私自身が破産手続きを進めていく中で、普段から事業を営んでいるときにこうしておけば良かったと思った事や、事前に準備しておけば良かった事などをまとめました。
役員報酬について
家族経営や小規模の会社を運営している社長は、妻など家族を役員にしている事も多いと思います。
社長は会社の借入金の連帯保証人になり、資金繰りが厳しい時は個人の資産を会社に入れる為に、社長自身の報酬を高くしておき、いざという時の為に貯金をしている方も多いと思います。
しかし、社長自身の報酬が高いと社会保険料や税金など結構な額が引かれます。
私の会社は妻を役員にしており、役員報酬は扶養の範囲内でした。
今思えば、妻の報酬を高くしておいて私自身の報酬をもっと分散しておくべきでした。
社長はどんなに稼いで貯金を蓄えたとしても、会社が倒産すれば連帯保証人である社長の資産はほんのわずかな現金を残して没収されてししまいす。
妻に自身の報酬を分散する事で、結果的に所得税、社会保険料、住民税など様々な税金関係が抑えれ手元に残るお金は増える事になります。また、いざという時には妻の財産は守られるため破産後の生活資金の確保にもなります。
よく「資産運用はリスクの分散」と言われます。
それぞれのあらゆるバランスを考えながら、役員報酬の配分に対しては検討してみるべきだと思います。
家族名義の資産にしておく
倒産し、社長自身も自己破産をすると自分名義の資産は破産管財人により現金化されてしまします。
家族の大黒柱でもある私自身は、普段の支払いや買い物や各種ローンなどほぼすべて私名義の契約やカードを使用していました。
社用車とは別に自家用車を保有しローンを組んでいました。
私自身が破産すると、もちろん没収されます。
この事から、上記で記載したように妻の役員報酬を上げて妻がローンを組んだり、現金一括で購入していたら妻名義の車になります。こうしておけば、家族との思い出が詰まった車を残せました。
また、趣味や高級家電などにお金を使う家庭であれば、これらも妻が購入した履歴があると残せるようになります。
自宅については、妻名義で購入するのはそこそこのハードルが上がりますが、可能であれば自宅も守る事が出来ると思います。
ここで気を付けておくのは、旦那の収入を妻名義の口座に頻繁に移していたり、お金の出処が曖昧だと破産管財人に否決される可能性がありますので、妻と自分のお金はハッキリと分けておくことをおすすめします。
家族カードを作っておく
自己破産するとクレジットカードは没収、10年近くは作れなくなります。カードに紐づいていたETCカードも同じです。
私の会社は妻も役員にしていた為、倒産すると2人共無職になります。
無職だと自己破産をしない妻であってもクレジットカードを新たに作るにはハードルが上がります。

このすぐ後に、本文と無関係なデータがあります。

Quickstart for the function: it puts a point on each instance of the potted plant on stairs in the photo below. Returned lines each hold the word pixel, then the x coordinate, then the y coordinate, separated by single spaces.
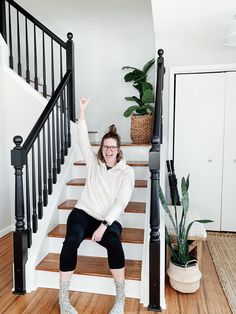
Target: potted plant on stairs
pixel 183 270
pixel 141 113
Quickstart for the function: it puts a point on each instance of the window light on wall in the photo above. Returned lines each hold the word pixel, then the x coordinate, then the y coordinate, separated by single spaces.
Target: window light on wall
pixel 230 33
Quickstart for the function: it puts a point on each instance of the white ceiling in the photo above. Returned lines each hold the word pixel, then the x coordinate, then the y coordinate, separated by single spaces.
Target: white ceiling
pixel 185 19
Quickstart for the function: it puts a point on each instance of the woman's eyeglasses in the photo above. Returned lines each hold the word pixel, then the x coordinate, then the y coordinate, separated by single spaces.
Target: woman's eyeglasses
pixel 112 148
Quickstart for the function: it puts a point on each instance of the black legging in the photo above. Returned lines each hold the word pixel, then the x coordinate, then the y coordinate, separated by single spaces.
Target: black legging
pixel 80 226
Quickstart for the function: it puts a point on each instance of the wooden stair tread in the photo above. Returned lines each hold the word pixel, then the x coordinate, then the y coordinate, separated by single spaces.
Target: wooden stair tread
pixel 92 266
pixel 81 182
pixel 129 235
pixel 130 163
pixel 132 207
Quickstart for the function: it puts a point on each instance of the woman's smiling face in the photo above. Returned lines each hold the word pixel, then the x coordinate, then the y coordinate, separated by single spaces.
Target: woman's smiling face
pixel 109 151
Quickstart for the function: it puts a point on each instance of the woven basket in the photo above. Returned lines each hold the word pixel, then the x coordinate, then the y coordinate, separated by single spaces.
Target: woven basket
pixel 141 129
pixel 184 279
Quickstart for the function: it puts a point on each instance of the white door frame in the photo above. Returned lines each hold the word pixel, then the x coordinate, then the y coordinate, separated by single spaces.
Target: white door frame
pixel 185 70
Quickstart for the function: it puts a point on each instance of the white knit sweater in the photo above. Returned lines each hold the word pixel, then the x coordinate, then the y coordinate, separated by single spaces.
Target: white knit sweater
pixel 106 192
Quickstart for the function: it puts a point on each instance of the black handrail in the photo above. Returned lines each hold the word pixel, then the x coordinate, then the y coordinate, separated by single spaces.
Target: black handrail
pixel 23 55
pixel 154 167
pixel 37 23
pixel 45 114
pixel 46 143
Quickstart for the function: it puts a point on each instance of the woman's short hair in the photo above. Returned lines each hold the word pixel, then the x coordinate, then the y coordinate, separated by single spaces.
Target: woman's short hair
pixel 111 133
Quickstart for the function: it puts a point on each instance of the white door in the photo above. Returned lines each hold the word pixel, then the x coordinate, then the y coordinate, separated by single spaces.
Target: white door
pixel 229 166
pixel 198 140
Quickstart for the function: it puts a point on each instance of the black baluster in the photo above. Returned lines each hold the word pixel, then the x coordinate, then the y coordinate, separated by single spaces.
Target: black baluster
pixel 68 118
pixel 18 45
pixel 49 159
pixel 45 185
pixel 36 80
pixel 65 123
pixel 54 165
pixel 29 230
pixel 10 37
pixel 61 114
pixel 27 52
pixel 58 139
pixel 52 65
pixel 34 215
pixel 40 203
pixel 70 66
pixel 154 167
pixel 3 28
pixel 44 70
pixel 20 242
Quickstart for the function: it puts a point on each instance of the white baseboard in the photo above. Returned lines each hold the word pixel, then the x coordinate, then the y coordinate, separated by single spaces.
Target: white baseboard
pixel 6 230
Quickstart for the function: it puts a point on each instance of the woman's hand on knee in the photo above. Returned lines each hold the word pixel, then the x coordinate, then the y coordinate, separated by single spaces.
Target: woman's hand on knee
pixel 98 233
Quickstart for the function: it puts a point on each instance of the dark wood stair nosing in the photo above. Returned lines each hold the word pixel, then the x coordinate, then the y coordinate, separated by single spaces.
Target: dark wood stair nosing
pixel 70 204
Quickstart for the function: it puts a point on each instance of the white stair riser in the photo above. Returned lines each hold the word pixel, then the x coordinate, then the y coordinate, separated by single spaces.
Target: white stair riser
pixel 90 284
pixel 74 192
pixel 141 173
pixel 129 220
pixel 89 248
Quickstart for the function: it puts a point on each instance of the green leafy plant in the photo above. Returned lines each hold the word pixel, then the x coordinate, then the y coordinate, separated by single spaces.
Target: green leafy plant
pixel 179 244
pixel 145 89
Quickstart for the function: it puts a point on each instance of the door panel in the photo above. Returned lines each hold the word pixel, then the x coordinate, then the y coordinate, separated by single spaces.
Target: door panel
pixel 198 140
pixel 229 165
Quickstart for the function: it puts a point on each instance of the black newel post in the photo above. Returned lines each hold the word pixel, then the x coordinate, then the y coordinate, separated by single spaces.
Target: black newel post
pixel 154 167
pixel 3 29
pixel 20 241
pixel 70 66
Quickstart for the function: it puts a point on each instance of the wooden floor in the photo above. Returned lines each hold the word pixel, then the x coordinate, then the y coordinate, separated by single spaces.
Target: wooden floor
pixel 209 299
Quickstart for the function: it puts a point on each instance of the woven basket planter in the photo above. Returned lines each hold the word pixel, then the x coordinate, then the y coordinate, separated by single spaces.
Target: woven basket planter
pixel 184 279
pixel 141 129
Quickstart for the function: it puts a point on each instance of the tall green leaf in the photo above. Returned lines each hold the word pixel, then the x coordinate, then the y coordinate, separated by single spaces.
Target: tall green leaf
pixel 134 76
pixel 148 97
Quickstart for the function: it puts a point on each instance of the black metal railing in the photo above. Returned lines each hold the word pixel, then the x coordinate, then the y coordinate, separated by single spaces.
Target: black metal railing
pixel 34 50
pixel 38 156
pixel 154 167
pixel 38 160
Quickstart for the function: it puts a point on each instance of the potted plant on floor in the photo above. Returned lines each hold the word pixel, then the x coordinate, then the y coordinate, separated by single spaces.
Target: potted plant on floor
pixel 141 112
pixel 183 270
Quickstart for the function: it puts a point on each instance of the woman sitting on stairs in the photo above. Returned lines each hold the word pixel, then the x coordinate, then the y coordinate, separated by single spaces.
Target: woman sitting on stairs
pixel 97 214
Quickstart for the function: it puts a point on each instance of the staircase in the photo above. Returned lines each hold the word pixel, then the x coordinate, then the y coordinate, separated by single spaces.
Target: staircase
pixel 92 273
pixel 41 167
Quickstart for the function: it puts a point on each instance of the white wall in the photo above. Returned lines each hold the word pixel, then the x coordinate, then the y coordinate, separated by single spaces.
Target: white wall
pixel 191 34
pixel 108 34
pixel 17 100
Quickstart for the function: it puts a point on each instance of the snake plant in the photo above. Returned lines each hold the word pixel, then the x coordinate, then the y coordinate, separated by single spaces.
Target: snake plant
pixel 179 244
pixel 145 89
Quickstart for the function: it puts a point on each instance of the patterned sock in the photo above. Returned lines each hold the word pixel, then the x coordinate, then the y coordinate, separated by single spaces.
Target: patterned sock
pixel 65 306
pixel 118 307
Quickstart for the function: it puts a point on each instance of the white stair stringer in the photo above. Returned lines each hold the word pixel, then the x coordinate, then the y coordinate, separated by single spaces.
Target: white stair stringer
pixel 86 283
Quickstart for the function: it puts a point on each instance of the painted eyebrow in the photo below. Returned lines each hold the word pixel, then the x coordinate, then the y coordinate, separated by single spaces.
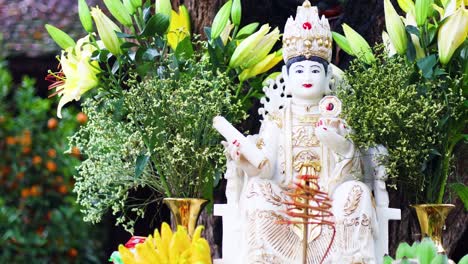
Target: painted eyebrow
pixel 297 66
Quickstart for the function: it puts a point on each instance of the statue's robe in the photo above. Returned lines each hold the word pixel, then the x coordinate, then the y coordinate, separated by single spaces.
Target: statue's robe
pixel 288 139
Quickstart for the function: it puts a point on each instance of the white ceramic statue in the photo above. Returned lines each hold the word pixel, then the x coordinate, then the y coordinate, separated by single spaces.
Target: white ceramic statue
pixel 301 134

事前にクレジットカードを妻名義で作成しておき、家族カードを作っておけば私が自己破産してもその家族カードは没収されません。
今の時代、クレジットカードが無いのはかなり不便なのは皆さん承知の通りかと思います。ネットや普段の買い物等、キャッシュレス社会です。
私自身法人・個人で複数のプラチナカードやゴールドカードを持っていました。見栄も欲しくて、一生懸命クレジットヒストリーを磨いてやっと手にしたステイタスカードもあえなく没収となるのです。
クレジットカードが無いと何かと不便な世の中ですので、事前に家族カードを作っておくことは後の不自由ない生活に大きく役立つ事となります。
ポイントは貯めておく
クレジットのポイントや普段お買い物しているお店のポイントなど、あらゆるお店でポイントサービスを設け、顧客の囲い込みをしています。
破産した時、現金は99万円以上は没収されます。しかも、しばらくは収入が無く家族名義の貯金や収入をあてにして生活する事となります。
その時に、日常のお買い物で役立つポイントは貯めておいた方が良いでしょう。
‟本来”はポイントも資産として申告しなければいけません。それも含めて99万円を超えると没収されます。私の場合は残った現金も破産手続きで残額が無かったので、ポイントはそのまま保有していました。
家電量販店やドラックストア、妻名義で購入していたスーパーのポイントなど、これらのおかげで相当救われました。また、クレジットカードのポイントで交換した商品券などにも子供の衣料品購入などに使えました。
いざという時の為に、これも家族名義でポイントは使わずにひたすら貯めておくのも良いかもしれません。
消耗品は日頃からストックしておく
私は以前に自然災害に遭い、停電を経験しています。
その時に感じたのは、地域一帯が同じ災害に遭うと全ての人が買い物難民になる事です。お金があっても、商品が無いのです。その時に欲しいものはみんなが同じです。お客さんが殺到してすぐに売り切れます。オイルショックの時もそうですが、世の中の情勢によってもトイレットペーパーが売り切れたりしています。
この経験をもとに、私は非常食・電池・飲料水・ティッシュ・トイレットペーパー・シャンプーや石鹸類、台所で使う様々な用品や洗濯用品、さらにはお米は玄米で数十キロなど、様々な非常食・消耗品はかなりの量をストックしていました。
災害時に準備していたものが、皮肉にも破産後の生活に役立ちました。(ある意味家族にとっては災害と同じですが)
しばらくは消耗品にお金が掛かりません。これは、その後の生活に非常に大きな助けとなります。